Noix Vomique

Archive for septembre 2013

Mauvais genre

Mengele

Ce médecin, fasciné par l’hermaphroditisme, se targuait d’être un esprit scientifique. C’est sans doute pour cela qu’il se livra à des expériences parfois épouvantables sur des enfants, comme celle qu’il fit subir à Bruce Reimer, un jeune garçon âgé de deux ans. L’enfant, qui avait un frère jumeau, était juif et une circonscision maladroite avait convaincu le médecin qu’il n’avait finalement rien à perdre à tenter une expérience de réassignation sexuelle. Le médecin procéda d’abord à une ablation des testicules et Bruce Reimer, renommé Brenda, reçut un traitement hormonal à base d’œstrogènes. C’était l’occasion ou jamais de prouver que la masculinité et la féminité s’acquièrent, indépendamment de la biologie.

Dès le départ, l’enfant refusa de se féminiser. Il déchirait les robes qu’on l’obligeait à porter et voulait à tout prix partager les jeux de garçon de Brian, son frère jumeau. Le médecin insista et lors de certaines séances de travail, il obligea les jumeaux à regarder des photos pornographiques puis à se déshabiller et mimer l’acte sexuel. À l’adolescence, après que le médecin lui présenta un transsexuel, Brenda menaça de se suicider et demanda à ce qu’on l’appelât désormais David. Malgré cela, le docteur John Money publia de nombreux articles dans lesquels il affirmait que l’expérience, présentée comme « Le cas John/Joan« , était concluante: ces articles constituent aujourd’hui le corpus central de ce que l’on appelle les Gender studies.

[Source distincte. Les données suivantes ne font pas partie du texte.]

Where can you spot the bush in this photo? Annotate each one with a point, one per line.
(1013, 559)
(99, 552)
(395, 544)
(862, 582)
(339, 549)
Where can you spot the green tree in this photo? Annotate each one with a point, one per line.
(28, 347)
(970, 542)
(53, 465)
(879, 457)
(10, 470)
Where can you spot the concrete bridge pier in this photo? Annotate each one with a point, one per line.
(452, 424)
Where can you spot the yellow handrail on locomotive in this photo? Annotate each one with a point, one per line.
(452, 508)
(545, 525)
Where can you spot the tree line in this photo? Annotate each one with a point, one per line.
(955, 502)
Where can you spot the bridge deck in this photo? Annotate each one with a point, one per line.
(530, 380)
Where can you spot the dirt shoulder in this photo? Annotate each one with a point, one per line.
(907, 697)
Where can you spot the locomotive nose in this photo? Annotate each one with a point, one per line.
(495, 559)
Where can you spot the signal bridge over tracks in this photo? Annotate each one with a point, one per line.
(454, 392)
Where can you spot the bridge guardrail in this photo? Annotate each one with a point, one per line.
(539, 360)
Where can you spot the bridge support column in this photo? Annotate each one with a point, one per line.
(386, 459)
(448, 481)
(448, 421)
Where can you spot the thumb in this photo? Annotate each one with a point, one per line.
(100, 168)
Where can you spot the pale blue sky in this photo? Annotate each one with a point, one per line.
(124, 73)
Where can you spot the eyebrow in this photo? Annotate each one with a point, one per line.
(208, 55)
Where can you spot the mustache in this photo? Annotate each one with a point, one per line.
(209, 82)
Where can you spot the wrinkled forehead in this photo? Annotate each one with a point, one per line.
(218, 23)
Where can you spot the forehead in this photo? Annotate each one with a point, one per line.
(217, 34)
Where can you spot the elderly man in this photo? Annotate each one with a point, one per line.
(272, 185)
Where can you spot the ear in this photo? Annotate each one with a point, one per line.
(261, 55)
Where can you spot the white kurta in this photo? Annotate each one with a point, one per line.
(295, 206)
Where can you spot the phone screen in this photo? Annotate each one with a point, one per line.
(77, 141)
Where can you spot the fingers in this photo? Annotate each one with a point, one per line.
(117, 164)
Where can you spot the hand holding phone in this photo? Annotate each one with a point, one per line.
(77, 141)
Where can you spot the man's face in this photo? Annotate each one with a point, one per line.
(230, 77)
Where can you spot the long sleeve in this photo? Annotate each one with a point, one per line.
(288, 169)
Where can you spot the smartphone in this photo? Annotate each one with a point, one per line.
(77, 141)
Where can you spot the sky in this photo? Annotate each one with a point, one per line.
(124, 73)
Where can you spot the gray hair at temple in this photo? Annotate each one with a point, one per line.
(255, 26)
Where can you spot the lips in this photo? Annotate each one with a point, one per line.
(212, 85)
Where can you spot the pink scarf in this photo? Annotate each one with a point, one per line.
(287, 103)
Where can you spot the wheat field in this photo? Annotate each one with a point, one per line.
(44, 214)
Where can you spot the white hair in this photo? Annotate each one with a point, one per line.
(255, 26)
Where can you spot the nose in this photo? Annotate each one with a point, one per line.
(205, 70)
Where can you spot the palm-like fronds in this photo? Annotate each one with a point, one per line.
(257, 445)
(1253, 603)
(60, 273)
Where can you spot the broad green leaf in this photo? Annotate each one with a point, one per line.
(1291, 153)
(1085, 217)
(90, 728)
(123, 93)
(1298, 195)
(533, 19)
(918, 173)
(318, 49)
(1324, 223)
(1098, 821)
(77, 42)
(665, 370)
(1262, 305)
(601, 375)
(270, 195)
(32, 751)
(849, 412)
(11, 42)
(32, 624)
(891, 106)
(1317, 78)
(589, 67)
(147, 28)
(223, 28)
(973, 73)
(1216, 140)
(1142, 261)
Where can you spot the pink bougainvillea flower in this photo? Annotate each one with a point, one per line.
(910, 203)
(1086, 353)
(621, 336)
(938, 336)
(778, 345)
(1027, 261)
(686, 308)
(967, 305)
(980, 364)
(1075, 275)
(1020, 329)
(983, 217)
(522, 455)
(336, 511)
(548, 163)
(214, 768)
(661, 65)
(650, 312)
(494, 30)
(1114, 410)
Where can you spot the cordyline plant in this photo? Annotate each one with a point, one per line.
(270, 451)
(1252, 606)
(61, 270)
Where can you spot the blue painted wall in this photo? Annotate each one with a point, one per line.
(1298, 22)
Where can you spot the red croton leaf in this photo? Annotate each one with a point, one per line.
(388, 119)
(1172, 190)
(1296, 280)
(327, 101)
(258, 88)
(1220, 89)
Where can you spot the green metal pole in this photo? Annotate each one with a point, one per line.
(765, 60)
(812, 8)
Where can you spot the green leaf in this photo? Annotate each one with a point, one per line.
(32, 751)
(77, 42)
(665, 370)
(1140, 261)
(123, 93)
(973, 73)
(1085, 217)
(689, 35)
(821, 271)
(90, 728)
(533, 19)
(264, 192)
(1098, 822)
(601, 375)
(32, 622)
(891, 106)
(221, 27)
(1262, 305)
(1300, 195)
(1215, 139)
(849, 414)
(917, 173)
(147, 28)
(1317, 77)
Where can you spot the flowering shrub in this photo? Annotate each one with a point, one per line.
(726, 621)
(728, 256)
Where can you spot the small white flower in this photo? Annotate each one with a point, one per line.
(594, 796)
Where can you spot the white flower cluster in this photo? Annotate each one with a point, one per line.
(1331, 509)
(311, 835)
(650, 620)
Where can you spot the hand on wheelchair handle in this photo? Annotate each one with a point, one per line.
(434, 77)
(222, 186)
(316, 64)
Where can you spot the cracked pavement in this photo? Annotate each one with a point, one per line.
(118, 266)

Car John Money, médecin d’origine néo-zélandaise et professeur de pédiatrie à l’Université John Hopkins de Baltimore, est considéré comme l’un des pionniers des études sur le «genre»: il est le créateur de l’expression «gender role» et fonde en 1966 à Baltimore la première Gender identity clinic, où il réalise des changements de sexe à la chaîne -un commerce qui ne manqua pas de devenir lucratif. En 1972, John Money présente sa théorie au grand public dans un livre intitulé Man & Woman, Boy & Girl. Peu importe que le genre soit un pseudo-concept. C’est l’époque des hippies, et les milieux gauchistes sont infestés de féministes et de militants de la cause homosexuelle qui s’emparent des travaux de John Money: la libération sexuelle ne consiste-t-elle pas en effet à libérer le sexe de ses contraintes- et de ses conséquences- biologiques? Plus tard, John Money a d’ailleurs poursuivi dans cette voie et s’est déclaré favorable à une pédophilie affective, qu’il oppose à la pédophilie sadique: il explique ainsi en 1991 dans la revue pédophile PAIDIKA qu’il ne voit pas où est le problème si l’attirance entre un adulte et un enfant est réciproque.

On ignore si John Money était toujours impeccablement habillé sous sa blouse blanche et s’il se parfumait abondamment à l’Eau de Cologne. Mais en 1997, David Reimer, alors âgé de 31 ans, décida de révéler le calvaire que lui a infligé John Money. Un livre d’entretien avec le journaliste John Colapinto est publié. On découvre alors que le médecin avait falsifié les résultats de son expérience et que le garçon ne s’était jamais identifié à une femme. Mais la vie des jumeaux Reimer est détruite: Brian, qui était soigné pour schizophrénie, meurt d’une overdose de médicaments en 2002 et David se suicide deux ans plus tard, peu de temps après avoir rompu avec sa femme.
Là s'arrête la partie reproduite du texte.